Hybrid Search Using Postgres DB

This article explains how to implement hybrid search (lexical and semantic) in a single PostgresDB using full-text-search and pgvector.

Suraj Dharmapuram

Jan. 22, 25 · Tutorial

Likes (6)

Comment

Save

3.6K Views

With a traditional lexical-based (or keyword-based) search, we will find documents that contain the exact word we searched for. Keyword search excels at precision but struggles with alternate phrasing or natural language.

Semantic search addresses these limitations by capturing the intent behind documents and user queries. This is typically done by leveraging vector embeddings to map documents and queries into a high dimensional space and computing vector similarity to retrieve relevant results.

For several systems, a single search method may fall short, resulting in incomplete information being shown to users. Combining the strengths of both search methods described above would allow us to deliver an effective search experience.

Keyword-based search is supported well by systems like Elasticsearch and Apache Solr. Semantic search typically requires storage with a vector database and there exists a wide range of solutions. This post explains how we can support hybrid search involving both lexical and semantic search using a single and familiar storage system in Postgres.

Let’s suppose we have the following table used by an application that allows users to search for products via keyword or natural language:

    SQL
   
   CREATE TABLE products (

id bigserial PRIMARY KEY,

description VARCHAR(255),

embedding vector(384)

);

The description column contains a text/natural language description of the product. Postgres provides a default index on this column for full-text search, but we can also create a custom index to accelerate full-text search, which acts like an index for information retrieval.

The embedding column stores vector (float) representations of product descriptions, capturing semantic meaning rather than words. The pgvector extension in Postgres brings with it the vector data type and vector similarity metrics — L2, cosine, and dot product distances. There are several ways of generating embeddings, for e.g., using word-level embeddings such as Word2Vec, Sentence/Document embeddings such as SBERT, or embeddings from transformer-based models such as the BERT model.

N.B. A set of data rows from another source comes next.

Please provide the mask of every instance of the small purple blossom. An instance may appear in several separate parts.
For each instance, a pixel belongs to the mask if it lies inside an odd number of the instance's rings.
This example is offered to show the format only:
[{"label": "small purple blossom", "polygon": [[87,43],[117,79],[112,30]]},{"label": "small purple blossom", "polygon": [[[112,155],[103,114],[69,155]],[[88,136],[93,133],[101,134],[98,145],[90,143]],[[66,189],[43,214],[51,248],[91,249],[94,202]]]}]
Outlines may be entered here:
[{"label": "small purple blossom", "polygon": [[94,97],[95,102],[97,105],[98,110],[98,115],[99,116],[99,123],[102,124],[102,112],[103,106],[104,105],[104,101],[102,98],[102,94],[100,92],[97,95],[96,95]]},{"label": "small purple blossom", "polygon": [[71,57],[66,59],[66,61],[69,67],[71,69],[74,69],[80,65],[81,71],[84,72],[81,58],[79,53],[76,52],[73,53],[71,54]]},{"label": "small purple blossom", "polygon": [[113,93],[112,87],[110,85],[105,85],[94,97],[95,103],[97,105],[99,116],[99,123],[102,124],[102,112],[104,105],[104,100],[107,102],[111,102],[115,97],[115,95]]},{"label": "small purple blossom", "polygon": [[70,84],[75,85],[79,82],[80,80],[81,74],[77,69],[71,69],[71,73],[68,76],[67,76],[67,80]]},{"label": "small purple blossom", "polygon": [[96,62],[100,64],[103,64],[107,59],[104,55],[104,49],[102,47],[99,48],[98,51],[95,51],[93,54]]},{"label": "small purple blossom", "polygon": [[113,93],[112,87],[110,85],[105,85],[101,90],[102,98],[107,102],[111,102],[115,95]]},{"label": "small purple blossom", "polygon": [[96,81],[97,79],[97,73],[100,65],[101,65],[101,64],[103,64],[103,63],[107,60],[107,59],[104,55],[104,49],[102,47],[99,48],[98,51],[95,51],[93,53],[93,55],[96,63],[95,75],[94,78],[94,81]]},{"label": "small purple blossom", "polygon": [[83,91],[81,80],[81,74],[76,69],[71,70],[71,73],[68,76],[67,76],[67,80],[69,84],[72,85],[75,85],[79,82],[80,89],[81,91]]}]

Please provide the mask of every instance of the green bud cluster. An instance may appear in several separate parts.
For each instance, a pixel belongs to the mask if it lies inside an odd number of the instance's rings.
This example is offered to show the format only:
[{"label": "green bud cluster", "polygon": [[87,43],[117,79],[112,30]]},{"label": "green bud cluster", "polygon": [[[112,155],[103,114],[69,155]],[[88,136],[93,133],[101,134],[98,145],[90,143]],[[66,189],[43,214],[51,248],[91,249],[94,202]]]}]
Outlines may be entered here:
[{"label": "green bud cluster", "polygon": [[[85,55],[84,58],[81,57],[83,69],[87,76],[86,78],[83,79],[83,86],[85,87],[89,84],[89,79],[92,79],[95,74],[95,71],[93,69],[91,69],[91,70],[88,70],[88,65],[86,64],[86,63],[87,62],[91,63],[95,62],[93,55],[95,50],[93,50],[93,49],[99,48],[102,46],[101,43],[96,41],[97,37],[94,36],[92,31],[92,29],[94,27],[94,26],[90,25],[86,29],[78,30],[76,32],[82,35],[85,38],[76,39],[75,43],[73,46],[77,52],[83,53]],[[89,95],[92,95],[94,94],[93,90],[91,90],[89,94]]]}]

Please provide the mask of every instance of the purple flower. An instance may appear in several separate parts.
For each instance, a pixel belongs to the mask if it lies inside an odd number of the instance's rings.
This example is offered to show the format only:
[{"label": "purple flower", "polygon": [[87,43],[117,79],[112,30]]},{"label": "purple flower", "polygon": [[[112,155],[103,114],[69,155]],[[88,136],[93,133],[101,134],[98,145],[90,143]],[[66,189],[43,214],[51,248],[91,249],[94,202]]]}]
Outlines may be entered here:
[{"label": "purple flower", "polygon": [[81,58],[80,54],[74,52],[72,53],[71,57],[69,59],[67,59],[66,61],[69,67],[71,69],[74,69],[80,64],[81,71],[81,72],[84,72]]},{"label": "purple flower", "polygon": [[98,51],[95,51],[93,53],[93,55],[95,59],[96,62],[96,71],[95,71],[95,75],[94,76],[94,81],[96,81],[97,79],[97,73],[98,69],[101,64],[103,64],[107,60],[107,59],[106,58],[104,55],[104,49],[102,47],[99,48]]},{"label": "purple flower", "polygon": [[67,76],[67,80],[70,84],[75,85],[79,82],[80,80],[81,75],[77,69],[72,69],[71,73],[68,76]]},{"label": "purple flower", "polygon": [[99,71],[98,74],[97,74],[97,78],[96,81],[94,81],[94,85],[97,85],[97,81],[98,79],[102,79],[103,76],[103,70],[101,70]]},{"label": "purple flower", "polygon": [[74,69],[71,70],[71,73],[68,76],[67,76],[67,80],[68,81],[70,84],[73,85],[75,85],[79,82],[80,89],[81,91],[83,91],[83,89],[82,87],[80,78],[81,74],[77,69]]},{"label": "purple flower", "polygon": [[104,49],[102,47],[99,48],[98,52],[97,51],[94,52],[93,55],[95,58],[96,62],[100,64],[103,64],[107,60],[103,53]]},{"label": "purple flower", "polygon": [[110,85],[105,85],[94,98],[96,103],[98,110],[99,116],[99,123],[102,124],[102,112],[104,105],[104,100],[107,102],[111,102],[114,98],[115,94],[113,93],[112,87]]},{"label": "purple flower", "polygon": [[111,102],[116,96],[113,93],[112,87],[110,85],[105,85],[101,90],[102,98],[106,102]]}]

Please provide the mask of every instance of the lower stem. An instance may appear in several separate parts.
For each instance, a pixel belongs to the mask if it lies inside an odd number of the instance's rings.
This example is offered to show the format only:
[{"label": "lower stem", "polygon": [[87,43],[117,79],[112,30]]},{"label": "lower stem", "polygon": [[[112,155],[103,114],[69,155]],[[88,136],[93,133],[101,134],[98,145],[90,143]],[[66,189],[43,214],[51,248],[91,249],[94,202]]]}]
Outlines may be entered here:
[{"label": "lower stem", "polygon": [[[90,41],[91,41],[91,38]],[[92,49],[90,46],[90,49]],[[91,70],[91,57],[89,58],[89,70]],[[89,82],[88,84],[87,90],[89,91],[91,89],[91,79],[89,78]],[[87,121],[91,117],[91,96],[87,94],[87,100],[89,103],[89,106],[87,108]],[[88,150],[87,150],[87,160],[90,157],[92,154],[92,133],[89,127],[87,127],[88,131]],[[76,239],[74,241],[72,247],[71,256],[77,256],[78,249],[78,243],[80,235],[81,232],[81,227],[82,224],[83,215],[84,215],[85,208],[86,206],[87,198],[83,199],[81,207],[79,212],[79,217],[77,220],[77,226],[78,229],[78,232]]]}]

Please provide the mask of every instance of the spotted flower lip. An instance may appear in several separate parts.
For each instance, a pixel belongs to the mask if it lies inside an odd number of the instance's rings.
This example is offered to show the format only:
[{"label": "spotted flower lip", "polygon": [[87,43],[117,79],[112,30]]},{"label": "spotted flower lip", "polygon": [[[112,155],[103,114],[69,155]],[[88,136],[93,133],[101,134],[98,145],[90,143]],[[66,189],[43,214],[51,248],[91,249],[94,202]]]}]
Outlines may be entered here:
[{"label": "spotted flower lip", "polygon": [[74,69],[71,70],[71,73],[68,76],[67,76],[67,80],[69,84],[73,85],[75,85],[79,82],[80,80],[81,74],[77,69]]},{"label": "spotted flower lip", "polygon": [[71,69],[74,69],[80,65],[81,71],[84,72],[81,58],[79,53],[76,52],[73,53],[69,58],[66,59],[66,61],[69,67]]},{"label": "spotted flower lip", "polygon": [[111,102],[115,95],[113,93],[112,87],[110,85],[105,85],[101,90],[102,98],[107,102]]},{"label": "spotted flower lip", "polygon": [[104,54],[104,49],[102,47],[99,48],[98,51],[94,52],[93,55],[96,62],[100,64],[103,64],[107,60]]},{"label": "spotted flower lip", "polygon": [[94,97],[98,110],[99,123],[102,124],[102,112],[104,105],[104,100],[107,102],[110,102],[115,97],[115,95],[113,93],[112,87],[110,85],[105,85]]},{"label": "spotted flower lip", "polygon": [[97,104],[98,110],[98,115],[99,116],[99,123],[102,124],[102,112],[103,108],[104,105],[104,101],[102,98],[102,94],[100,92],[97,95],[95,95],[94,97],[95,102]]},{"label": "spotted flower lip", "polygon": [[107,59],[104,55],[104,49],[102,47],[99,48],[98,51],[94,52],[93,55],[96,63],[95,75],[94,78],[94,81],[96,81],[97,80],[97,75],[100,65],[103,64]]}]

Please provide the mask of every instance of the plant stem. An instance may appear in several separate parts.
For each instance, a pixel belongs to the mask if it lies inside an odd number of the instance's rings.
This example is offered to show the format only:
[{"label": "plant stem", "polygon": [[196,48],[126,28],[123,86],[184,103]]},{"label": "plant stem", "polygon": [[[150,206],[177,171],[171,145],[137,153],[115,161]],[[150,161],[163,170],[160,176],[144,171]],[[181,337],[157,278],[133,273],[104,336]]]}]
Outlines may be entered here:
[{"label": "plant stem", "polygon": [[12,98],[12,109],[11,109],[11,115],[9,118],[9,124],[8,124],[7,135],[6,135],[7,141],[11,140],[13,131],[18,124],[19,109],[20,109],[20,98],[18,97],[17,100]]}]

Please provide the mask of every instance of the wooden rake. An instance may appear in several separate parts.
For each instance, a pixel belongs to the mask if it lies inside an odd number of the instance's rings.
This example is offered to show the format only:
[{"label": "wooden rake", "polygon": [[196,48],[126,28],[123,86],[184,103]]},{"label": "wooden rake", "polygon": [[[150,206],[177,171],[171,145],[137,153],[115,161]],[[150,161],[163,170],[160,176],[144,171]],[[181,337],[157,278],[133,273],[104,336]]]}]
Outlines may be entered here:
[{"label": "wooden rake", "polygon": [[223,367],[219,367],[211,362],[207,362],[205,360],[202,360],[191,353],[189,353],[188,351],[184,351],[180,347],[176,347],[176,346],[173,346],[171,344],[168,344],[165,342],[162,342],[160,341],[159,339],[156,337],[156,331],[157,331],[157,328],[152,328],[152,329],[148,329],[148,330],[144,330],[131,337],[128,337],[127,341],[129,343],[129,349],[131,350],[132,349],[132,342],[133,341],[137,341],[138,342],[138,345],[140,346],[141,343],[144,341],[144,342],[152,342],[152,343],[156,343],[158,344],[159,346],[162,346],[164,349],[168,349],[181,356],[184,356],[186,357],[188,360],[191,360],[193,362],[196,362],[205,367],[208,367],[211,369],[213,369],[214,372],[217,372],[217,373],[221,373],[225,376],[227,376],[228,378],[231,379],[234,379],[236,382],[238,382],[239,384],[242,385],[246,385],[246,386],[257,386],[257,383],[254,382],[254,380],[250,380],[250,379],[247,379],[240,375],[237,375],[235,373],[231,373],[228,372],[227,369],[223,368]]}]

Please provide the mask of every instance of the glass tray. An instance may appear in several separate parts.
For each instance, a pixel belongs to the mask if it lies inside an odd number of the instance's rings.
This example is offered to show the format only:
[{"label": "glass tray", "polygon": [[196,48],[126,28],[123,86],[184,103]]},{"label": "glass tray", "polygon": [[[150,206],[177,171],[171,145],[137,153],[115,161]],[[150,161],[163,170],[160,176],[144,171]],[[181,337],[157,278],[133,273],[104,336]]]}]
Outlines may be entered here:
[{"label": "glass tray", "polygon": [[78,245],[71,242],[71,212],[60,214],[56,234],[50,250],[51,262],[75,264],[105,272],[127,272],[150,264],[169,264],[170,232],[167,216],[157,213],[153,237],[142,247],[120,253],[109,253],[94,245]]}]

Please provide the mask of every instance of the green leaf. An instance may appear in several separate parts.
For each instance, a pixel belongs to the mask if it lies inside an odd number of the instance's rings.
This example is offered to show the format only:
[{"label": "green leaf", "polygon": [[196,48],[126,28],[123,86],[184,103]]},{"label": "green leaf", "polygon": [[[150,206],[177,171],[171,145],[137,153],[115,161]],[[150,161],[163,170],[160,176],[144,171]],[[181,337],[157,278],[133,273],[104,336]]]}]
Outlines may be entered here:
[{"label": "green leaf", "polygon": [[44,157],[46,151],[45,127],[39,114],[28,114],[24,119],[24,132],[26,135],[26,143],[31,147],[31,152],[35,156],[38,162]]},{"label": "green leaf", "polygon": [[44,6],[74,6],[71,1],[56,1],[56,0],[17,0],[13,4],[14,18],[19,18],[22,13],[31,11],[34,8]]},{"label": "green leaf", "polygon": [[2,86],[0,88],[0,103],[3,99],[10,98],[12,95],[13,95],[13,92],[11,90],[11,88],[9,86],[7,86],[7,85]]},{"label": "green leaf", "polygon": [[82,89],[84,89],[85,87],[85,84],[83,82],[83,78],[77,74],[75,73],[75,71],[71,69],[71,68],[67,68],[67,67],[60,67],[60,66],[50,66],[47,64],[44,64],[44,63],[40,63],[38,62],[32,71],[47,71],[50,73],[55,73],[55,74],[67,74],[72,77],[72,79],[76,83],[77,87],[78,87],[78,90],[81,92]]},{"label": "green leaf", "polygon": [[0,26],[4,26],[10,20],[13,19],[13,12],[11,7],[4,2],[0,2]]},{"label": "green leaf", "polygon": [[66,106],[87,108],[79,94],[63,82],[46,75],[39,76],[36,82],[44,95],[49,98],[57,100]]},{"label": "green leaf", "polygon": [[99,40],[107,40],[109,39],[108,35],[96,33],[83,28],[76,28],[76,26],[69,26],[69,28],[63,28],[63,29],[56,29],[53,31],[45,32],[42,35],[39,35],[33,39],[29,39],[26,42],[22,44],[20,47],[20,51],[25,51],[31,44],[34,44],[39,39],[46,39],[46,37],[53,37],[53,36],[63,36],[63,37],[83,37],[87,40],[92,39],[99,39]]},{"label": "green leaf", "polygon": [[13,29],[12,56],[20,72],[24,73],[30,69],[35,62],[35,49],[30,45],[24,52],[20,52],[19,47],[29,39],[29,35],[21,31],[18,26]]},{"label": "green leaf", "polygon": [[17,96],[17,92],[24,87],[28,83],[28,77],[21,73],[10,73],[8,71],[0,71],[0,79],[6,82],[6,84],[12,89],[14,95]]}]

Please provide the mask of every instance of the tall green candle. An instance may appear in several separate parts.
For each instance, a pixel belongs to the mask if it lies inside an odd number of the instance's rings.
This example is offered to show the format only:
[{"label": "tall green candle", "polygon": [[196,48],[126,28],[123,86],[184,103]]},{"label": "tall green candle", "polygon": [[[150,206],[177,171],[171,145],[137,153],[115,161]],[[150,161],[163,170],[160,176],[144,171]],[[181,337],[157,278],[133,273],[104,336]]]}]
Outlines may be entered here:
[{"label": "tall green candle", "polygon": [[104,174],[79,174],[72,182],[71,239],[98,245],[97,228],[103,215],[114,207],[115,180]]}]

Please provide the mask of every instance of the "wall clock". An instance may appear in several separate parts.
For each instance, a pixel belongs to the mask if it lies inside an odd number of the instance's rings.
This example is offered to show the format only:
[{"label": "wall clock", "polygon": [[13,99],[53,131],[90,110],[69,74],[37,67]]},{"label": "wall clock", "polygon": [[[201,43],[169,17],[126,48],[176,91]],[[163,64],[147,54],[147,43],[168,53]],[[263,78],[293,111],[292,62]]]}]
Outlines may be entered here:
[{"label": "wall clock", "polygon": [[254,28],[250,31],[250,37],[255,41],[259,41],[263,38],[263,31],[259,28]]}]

For demonstration, we will insert the following data into the database:

    SQL
   
   INSERT INTO products (description) VALUES

('Organic Cotton Baby Onesie - Newborn Size, Blue'), 

('Soft Crib Sheet for Newborn, Hypoallergenic'), 

('Baby Monitor with Night Vision and Two-Way Audio'),

('Diaper Bag Backpack with Changing Pad - Unisex Design'),

('Stroller for Infants and Toddlers, Lightweight'),

('Car Seat for Newborn, Rear-Facing, Extra Safe'),

('Baby Food Maker, Steamer and Blender Combo'),

('Toddler Sippy Cup, Spill-Proof, BPA-Free'),

('Educational Toys for 6-Month-Old Baby, Colorful Blocks'),

('Baby Clothes Set - 3 Pack, Cotton, 0-3 Months'),

('High Chair for Baby, Adjustable Height, Easy to Clean'),

('Baby Carrier Wrap, Ergonomic Design for Newborns'),

('Nursing Pillow for Breastfeeding, Machine Washable Cover'),

('Baby Bath Tub, Non-Slip, for Newborn and Infant'), 

('Baby Skincare Products - Lotion, Shampoo, Wash - Organic');

For embeddings, I used a SentenceTransformer model (aka SBERT) to generate embeddings and then stored them in the database. The following Python code demonstrates this:

    SQL
   
 

   descriptions = [product[1] for product in products]
model = SentenceTransformer("all-MiniLM-L6-v2")
embeddings = model.encode(descriptions)

# Update the database with embeddings
for i, product in enumerate(products):
product_id = product[0]
embedding = embeddings[i] # Convert to Python list

# Construct the vector string representation
embedding_str = str(embedding.tolist())
cur.execute("UPDATE products SET embedding = %s WHERE id = %s", (embedding_str, product_id))

# Commit changes and close connection
conn.commit()
  

Full-Text Search

Postgres provides extensive out-of-the-box support for keyword search. We can write a query like the following for keyword-based retrieval:

Let’s say we want to search for sleep accessories for a baby. We might search with the following query:

    SQL
   
   SELECT id, description
FROM products
WHERE description @@ to_tsquery('english', 'crib | baby | bed');

This returns the following product back:

    SQL
   
   "Soft Crib Sheet for Newborn, Hypoallergenic"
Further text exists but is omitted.